Image for Representation.
KATHMANDU: Amnesty International, International Commission of Jurists, Human Rights Watch and TRIAL International have today jointly issued a statement with regard to the Bill that the government registered at the Parliament on 15 July.
The statement says that the Nepali government’s bill to amend its current transitional justice law marks some progress toward accountability but will not fully provide justice to victims or meet Nepal’s obligations under international law in its current form.
The four international human rights organizations have demanded that Nepal’s government and parliament should amend the bill to align with international legal standards.
“Victims and their families who have waited anxiously for amendments to the law, hoping that their demands for truth and justice will be met, are disappointed,” said Mandira Sharma, senior international legal adviser at ICJ. “Despite the promise of reform, this bill, if implemented as it stands today, would shield many perpetrators from being brought to justice.”
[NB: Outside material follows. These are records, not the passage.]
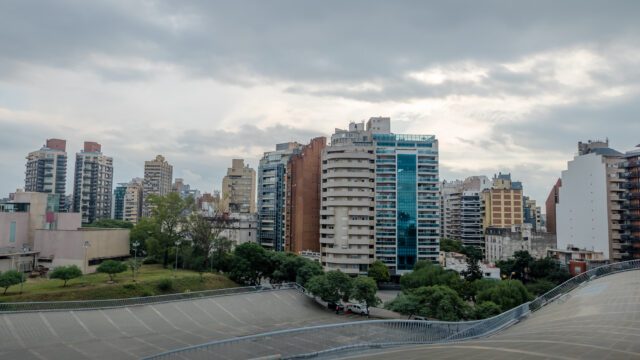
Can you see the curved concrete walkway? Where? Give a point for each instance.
(600, 320)
(137, 331)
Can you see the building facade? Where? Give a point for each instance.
(501, 243)
(630, 238)
(589, 212)
(347, 214)
(47, 170)
(239, 188)
(271, 195)
(302, 198)
(158, 176)
(503, 202)
(93, 183)
(550, 205)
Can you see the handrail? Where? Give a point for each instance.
(318, 340)
(13, 307)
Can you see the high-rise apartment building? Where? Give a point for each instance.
(503, 202)
(630, 239)
(158, 175)
(93, 183)
(392, 179)
(450, 209)
(47, 169)
(302, 198)
(550, 206)
(239, 188)
(589, 213)
(347, 213)
(271, 196)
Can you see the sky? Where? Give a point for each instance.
(505, 86)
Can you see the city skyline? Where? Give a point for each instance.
(168, 81)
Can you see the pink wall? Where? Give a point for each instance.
(22, 229)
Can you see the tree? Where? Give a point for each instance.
(110, 223)
(66, 273)
(319, 286)
(474, 256)
(9, 278)
(506, 294)
(450, 245)
(364, 291)
(485, 310)
(379, 271)
(341, 282)
(404, 304)
(168, 212)
(112, 268)
(250, 263)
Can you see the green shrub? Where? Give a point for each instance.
(130, 286)
(165, 284)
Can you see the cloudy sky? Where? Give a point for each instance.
(504, 85)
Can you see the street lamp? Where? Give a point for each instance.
(135, 258)
(25, 248)
(175, 271)
(85, 246)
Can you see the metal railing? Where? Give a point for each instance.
(147, 300)
(318, 340)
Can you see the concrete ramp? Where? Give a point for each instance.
(137, 331)
(599, 320)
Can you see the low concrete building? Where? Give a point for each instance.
(33, 232)
(501, 243)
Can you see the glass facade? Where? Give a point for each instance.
(406, 212)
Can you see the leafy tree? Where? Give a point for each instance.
(486, 309)
(110, 223)
(250, 263)
(405, 304)
(168, 212)
(442, 303)
(364, 291)
(112, 268)
(66, 273)
(341, 282)
(450, 245)
(474, 256)
(9, 278)
(145, 229)
(426, 273)
(506, 294)
(307, 271)
(319, 286)
(379, 271)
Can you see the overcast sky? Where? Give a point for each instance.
(507, 86)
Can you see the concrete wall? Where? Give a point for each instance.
(22, 229)
(581, 213)
(66, 247)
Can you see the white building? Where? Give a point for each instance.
(588, 213)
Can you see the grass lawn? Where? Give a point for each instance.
(147, 278)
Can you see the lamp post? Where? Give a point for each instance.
(175, 271)
(25, 248)
(135, 258)
(85, 246)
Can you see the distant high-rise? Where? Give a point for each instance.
(239, 188)
(271, 182)
(93, 183)
(47, 169)
(158, 175)
(302, 199)
(589, 212)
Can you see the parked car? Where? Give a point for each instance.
(332, 305)
(358, 309)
Successive Nepali governments have stalled the transitional justice process since 2015, when Nepal’s Supreme Court ruled that the current law fails to meet Nepal’s domestic and international legal obligations on several grounds, including that it empowers the two transitional justice commissions to grant amnesties to perpetrators of serious violations of international law.
Although the new bill removes some of the previous amnesty provisions, it would still be difficult or impossible to prosecute those responsible for serious violations of international law including war crimes and crimes against humanity, the groups said.
Several other provisions of the new bill, including those introducing limitations on the right to appeal, would also prevent accountability as required by international legal standards.
As per the joint statement, the major sections of the Bill that violate international law include: Section 2(5) categorizes violations to make it possible that perpetrators of gross violations of human rights, crimes against humanity and war crimes, could be granted amnesties and Section 29 (5) provides that verdicts of the Special Court which will try transitional justice cases cannot be appealed to the Supreme Court, in violation of international fair trial guarantees.
The bill also contains significant omissions: The bill does not establish any special investigation unit in the transitional justice commissions or the prosecutor’s office tasked with evidence collection.
Investigation units with expertise in human rights violations would ensure that investigations are prompt, thorough and effective in accordance with international human rights law and standards and that victims can access effective remedies.
The bill does not clarify the principle of non-retroactivity of criminal law in a manner consistent with international law. This omission makes it unclear how the Penal Code can be used to prosecute conflict era crimes, as stipulated by the bill, and allows the operation of statutory limitations for the crime of rape.
“A credible transitional justice process is essential to ensure the right of access to justice and effective remedies for victims, who have suffered for years while struggling for justice,” said Meenakshi Ganguly, South Asia director at Human Rights Watch. “Without major revisions, this bill won’t address the legal obstacles that have repeatedly thwarted the transitional justice process in Nepal.”
Victims’ groups and civil society organizations have issued statements calling on the Ministry of Law, Justice and Parliamentary Affairs and the Federal Parliament to amend the bill, to ensure that it respects international law and the aspirations of victims which were expressed during recent, brief, consultations organized by the government.